Again, Mr Chibale started with his own deficiencies. He knew little about the practicalities of drug discovery so he went to a Pfizer research and development facility in south-east England, now shut, to learn how it was done: “I didn’t want to be a typical academic fooling around and saying ‘I’m doing drug discovery’ when I’m not.”
Still, how was he going to get a new enterprise off the ground with limited funding and no record? “We needed to develop the infrastructure, we needed to develop the expertise and the critical mass of scientists and technologists. These never existed before.”
His three-step approach involved building the labs with funding from the government, setting goals that could appeal to foreign investors and establishing networks. As well as working on malaria, for which funding was available, he began a drug metabolism programme — the “African Liver Project” — to help pharmaceutical companies adjust the drug dose for different patient groups, an example of a local project with wider applications.
Functions such as toxicology and high-throughput screening — testing vast numbers of molecules against a drug target — were outsourced to partners. Only once all that was established, he says, could he persuade scientists from the likes of Merck AG and AstraZeneca to move to his labs.
Only with the various elements in place could he persuade scientists that H3D was an environment where they could build a career and do important science. Slowly, H3D gained a reputation as a reliable employer with steady funding. Even now, though, he says, it can be hard to recruit qualified staff. He will place an ad locally and fail to get suitable applicants because many homegrown scientists have moved abroad or changed to more lucrative careers.
“The last thing I’m going to mention here is money,” he says. “Why is money last? Because money will follow good infrastructure, money will follow a good project, money will follow a network. Money will follow experience.”

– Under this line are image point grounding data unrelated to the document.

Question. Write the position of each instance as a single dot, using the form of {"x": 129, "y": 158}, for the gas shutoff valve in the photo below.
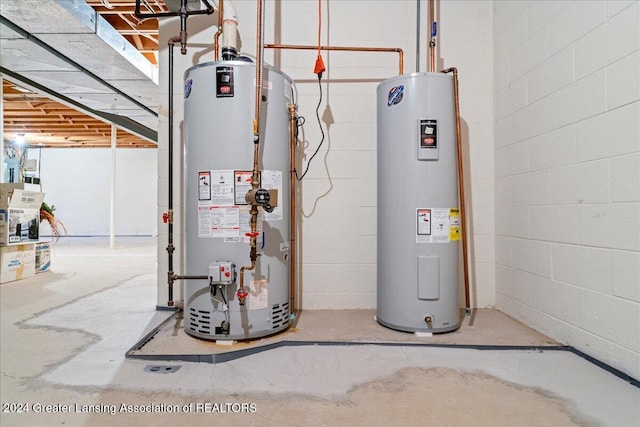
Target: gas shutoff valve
{"x": 268, "y": 199}
{"x": 222, "y": 273}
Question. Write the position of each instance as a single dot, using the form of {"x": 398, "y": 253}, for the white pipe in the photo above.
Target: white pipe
{"x": 112, "y": 214}
{"x": 229, "y": 29}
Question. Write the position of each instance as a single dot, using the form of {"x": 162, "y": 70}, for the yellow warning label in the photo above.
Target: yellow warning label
{"x": 454, "y": 224}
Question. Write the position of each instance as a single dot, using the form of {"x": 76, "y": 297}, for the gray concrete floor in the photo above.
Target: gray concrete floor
{"x": 64, "y": 335}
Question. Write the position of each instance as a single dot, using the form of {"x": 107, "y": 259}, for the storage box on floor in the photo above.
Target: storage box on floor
{"x": 19, "y": 214}
{"x": 17, "y": 262}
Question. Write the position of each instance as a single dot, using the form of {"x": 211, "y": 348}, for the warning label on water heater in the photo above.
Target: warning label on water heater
{"x": 222, "y": 211}
{"x": 437, "y": 225}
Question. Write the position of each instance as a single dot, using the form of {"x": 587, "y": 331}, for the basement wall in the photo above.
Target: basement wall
{"x": 78, "y": 183}
{"x": 567, "y": 165}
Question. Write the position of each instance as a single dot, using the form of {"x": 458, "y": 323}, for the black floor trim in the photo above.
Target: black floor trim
{"x": 237, "y": 354}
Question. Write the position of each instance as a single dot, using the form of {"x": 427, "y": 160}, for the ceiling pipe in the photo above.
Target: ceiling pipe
{"x": 433, "y": 32}
{"x": 228, "y": 29}
{"x": 346, "y": 49}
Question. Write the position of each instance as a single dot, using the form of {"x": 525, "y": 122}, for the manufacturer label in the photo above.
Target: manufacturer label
{"x": 187, "y": 88}
{"x": 224, "y": 82}
{"x": 395, "y": 95}
{"x": 428, "y": 134}
{"x": 437, "y": 225}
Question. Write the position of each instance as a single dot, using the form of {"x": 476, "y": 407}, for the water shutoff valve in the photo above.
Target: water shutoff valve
{"x": 268, "y": 199}
{"x": 222, "y": 273}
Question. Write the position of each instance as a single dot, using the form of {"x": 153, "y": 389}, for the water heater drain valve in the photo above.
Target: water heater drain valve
{"x": 222, "y": 273}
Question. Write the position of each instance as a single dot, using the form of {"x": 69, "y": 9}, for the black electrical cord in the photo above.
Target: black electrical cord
{"x": 299, "y": 178}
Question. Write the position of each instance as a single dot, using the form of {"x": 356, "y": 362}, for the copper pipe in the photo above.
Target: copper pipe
{"x": 463, "y": 215}
{"x": 216, "y": 38}
{"x": 255, "y": 175}
{"x": 292, "y": 202}
{"x": 432, "y": 39}
{"x": 344, "y": 48}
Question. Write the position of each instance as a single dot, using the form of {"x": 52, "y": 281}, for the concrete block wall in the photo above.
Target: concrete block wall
{"x": 338, "y": 195}
{"x": 567, "y": 161}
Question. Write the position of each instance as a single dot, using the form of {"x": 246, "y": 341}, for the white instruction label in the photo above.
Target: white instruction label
{"x": 258, "y": 294}
{"x": 219, "y": 221}
{"x": 222, "y": 209}
{"x": 436, "y": 225}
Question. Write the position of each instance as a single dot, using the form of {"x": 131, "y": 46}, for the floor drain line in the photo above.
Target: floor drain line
{"x": 162, "y": 369}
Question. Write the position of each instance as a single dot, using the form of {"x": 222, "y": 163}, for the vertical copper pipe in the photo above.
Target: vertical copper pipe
{"x": 463, "y": 214}
{"x": 255, "y": 175}
{"x": 432, "y": 39}
{"x": 292, "y": 203}
{"x": 216, "y": 38}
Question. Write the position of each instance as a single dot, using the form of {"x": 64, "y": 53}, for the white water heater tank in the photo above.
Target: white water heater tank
{"x": 219, "y": 108}
{"x": 419, "y": 228}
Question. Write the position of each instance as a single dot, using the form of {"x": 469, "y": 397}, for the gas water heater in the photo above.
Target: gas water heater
{"x": 219, "y": 99}
{"x": 418, "y": 213}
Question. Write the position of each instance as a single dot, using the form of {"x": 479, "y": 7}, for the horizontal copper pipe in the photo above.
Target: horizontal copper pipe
{"x": 345, "y": 49}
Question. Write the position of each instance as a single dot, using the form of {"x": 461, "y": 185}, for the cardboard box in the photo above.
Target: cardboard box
{"x": 43, "y": 256}
{"x": 19, "y": 215}
{"x": 17, "y": 262}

Funding did indeed follow, and H3D now has an annual budget of more than $5m. While tiny by California biotech standards, it is sufficient to make a go of drug discovery in Africa, he says. “We are seeding a pharmaceutical industry with enough critical mass of people who are skilled.”
He is also creating jobs, which is vital he says to help reverse the brain drain. “Why are we bemoaning a lack of scientists? It’s because we can’t retain them. We can’t attract them back.” H3D, he says, is a first step in changing that.
Three questions for Kelly Chibale
Who is your leadership hero?
Neville Isdell. He was the chief executive and chairman of Coca-Cola during a tumultuous period for the company when it was slipping from one crisis to another. Neville famously, courageously and dramatically turned Coca-Cola’s fortunes for the better and has been credited with saving the company. When Neville was persuaded to come out of retirement to take over the role, the chances of failure were high but Neville took on the challenge as he saw it as an opportunity. I was faced with the same challenge of setting up a drug discovery centre in Africa as well as confronting Afro-pessimism, and or debunking the myth that Africa is not, and cannot be, a source of health innovation, for example, to discover new medicines. I saw this as an opportunity.
If you were not a CEO/leader, what would you be?
I would have been a laboratory-based organic chemist making molecules of pharmaceutical relevance. I developed a love for chemistry in high school in Zambia and later organic chemistry, as an undergraduate student at the University of Zambia and as a PhD student at the University of Cambridge, that really helped me find my calling.
What was the first leadership lesson you learnt?
You only learn as a leader when you know what you don’t know, even as you serve. When you know what you don’t know, you can seek help from those who do.